Son odeur, sa forme, son goût, sa texture, ses bruits, les effets qu’il peut produire, son potentiel… J’aime qu’il ne soit pas fraichement lavé : propre, mais réussir à sentir l’odeur primaire de son propriétaire, m’en délecter et m’exciter sur cette fragrance si particulière et fidèle à chaque homme. Le savourer aussi, tantôt doux, tantôt piquant de la première goutte, tantôt velours, tantôt chair mouillée… faire courir mes doigts autour de lui, m’attarder sur le gland si sensible, le frein si fragile, sentir l’homme tressaillir sous mes caresses, qui descendent jusqu’à ses bourses, en font le tour, redessinent la ligne parfaite qui se dresse sous mes yeux, ma bouche. En apprécier chaque courbe avec ma langue, le lécher pour en savourer chaque parcelle, le gober et le faire rencontrer mon palais, ma gorge, multiplier les va et vient pour le sentir palpiter dans ma bouche. L’entendre se décalotter avec vigueur et désir quand il m’investit, m’émerveiller encore et toujours de son pouvoir sur moi, sur mon plaisir, sur ma jouissance et le sentir me livrer le point d’orgue de mon excitation, un orgasme intensément sonore.
Mentalement, je crois que je réfléchis souvent comme un homme…
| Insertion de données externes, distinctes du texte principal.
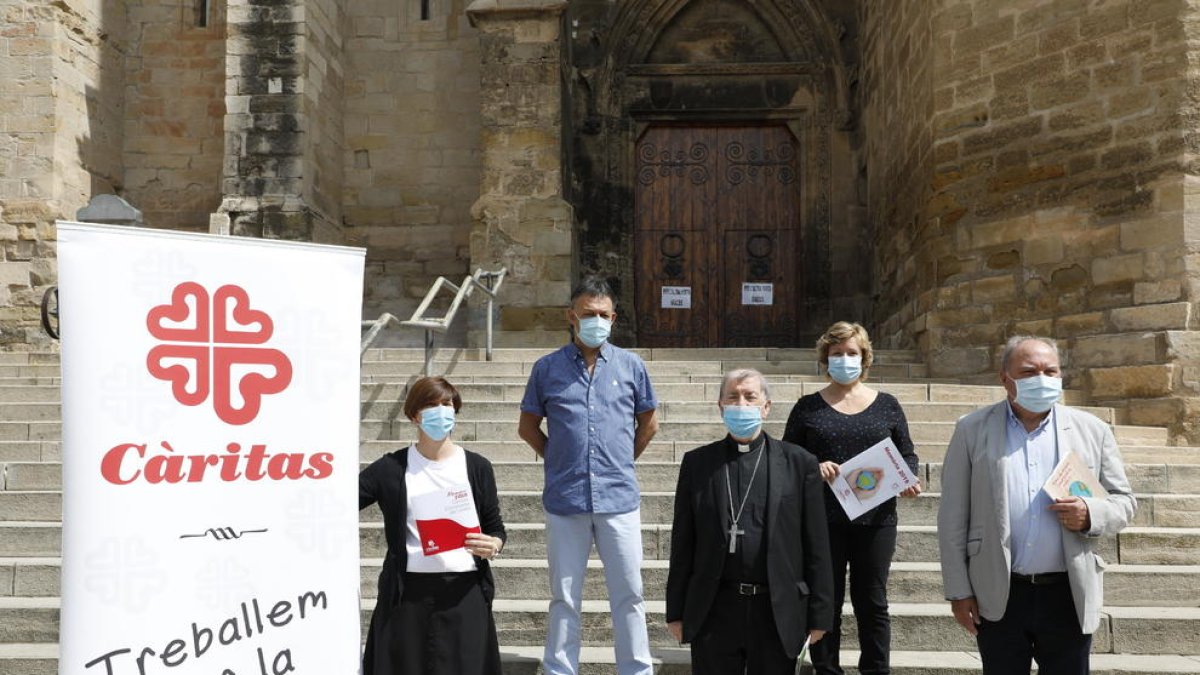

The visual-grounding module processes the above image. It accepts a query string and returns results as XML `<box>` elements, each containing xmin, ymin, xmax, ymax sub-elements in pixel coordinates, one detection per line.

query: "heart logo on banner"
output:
<box><xmin>146</xmin><ymin>281</ymin><xmax>292</xmax><ymax>425</ymax></box>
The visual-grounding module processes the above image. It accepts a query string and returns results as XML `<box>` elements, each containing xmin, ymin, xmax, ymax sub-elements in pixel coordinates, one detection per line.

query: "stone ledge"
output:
<box><xmin>467</xmin><ymin>0</ymin><xmax>566</xmax><ymax>25</ymax></box>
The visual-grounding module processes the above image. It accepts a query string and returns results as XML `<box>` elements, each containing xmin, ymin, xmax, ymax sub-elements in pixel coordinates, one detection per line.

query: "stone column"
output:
<box><xmin>210</xmin><ymin>0</ymin><xmax>344</xmax><ymax>243</ymax></box>
<box><xmin>467</xmin><ymin>0</ymin><xmax>575</xmax><ymax>346</ymax></box>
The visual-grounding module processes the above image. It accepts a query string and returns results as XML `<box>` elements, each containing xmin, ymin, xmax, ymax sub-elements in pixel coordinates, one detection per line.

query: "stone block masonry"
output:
<box><xmin>342</xmin><ymin>0</ymin><xmax>480</xmax><ymax>345</ymax></box>
<box><xmin>210</xmin><ymin>0</ymin><xmax>346</xmax><ymax>243</ymax></box>
<box><xmin>864</xmin><ymin>0</ymin><xmax>1200</xmax><ymax>442</ymax></box>
<box><xmin>468</xmin><ymin>0</ymin><xmax>575</xmax><ymax>341</ymax></box>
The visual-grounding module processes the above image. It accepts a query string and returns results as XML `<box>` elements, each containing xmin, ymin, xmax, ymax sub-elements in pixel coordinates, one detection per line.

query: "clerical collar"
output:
<box><xmin>730</xmin><ymin>434</ymin><xmax>767</xmax><ymax>454</ymax></box>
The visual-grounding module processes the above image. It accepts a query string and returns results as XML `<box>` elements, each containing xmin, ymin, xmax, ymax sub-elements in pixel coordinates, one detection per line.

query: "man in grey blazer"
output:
<box><xmin>937</xmin><ymin>336</ymin><xmax>1138</xmax><ymax>675</ymax></box>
C’est je crois pour cette raison que ma vie sexuelle est si épanouie. La pénétration, si elle n’est pas un but ultime dans mes ébats sexuels et amoureux tient quand même la première place dans mes préférences. Elle est tellement variée et variable qu’elle représente mille actes sensuels à la fois. Et ce sentiment de puissance, de domination, que doit ressentir un homme lorsqu’il entre dans un sanctuaire féminin, le plaisir de diriger d’une baguette de chef d’orchestre confirmé les sensations de sa partenaire, par le rythme d’un déhanché, la force de quelques abdominaux, la profondeur d’une queue. Quelle intensité dans cet acte tour à tour tendre et animal, charnel et cérébral, une intensité que j’aimerais éprouver, dans tous les sens du terme. Prendre à mon tour, un homme de préférence. Goûter à cette explosion des sens de l’autre côté du tableau, en être la maitresse de cérémonie, user et abuser de ce pouvoir de pénétrer à ma guise. Et faire ressentir également. L’amplitude de la possession, qui se déroule des pieds au sommet du crâne lorsque nous sommes pleines d’une raideur masculine, l’abandon à un sexe qui n’est pas le nôtre et qui nous procure pourtant tout autant que notre intimité lorsque nous la sollicitons. Ce plaisir de se laisser aller au bon vouloir de l’autre, pour finir par reprendre le cours des évènements en main, par le biais d’encouragements ou de changement de position. Faire découvrir à l’amant le bonheur de se donner entièrement, tout simplement.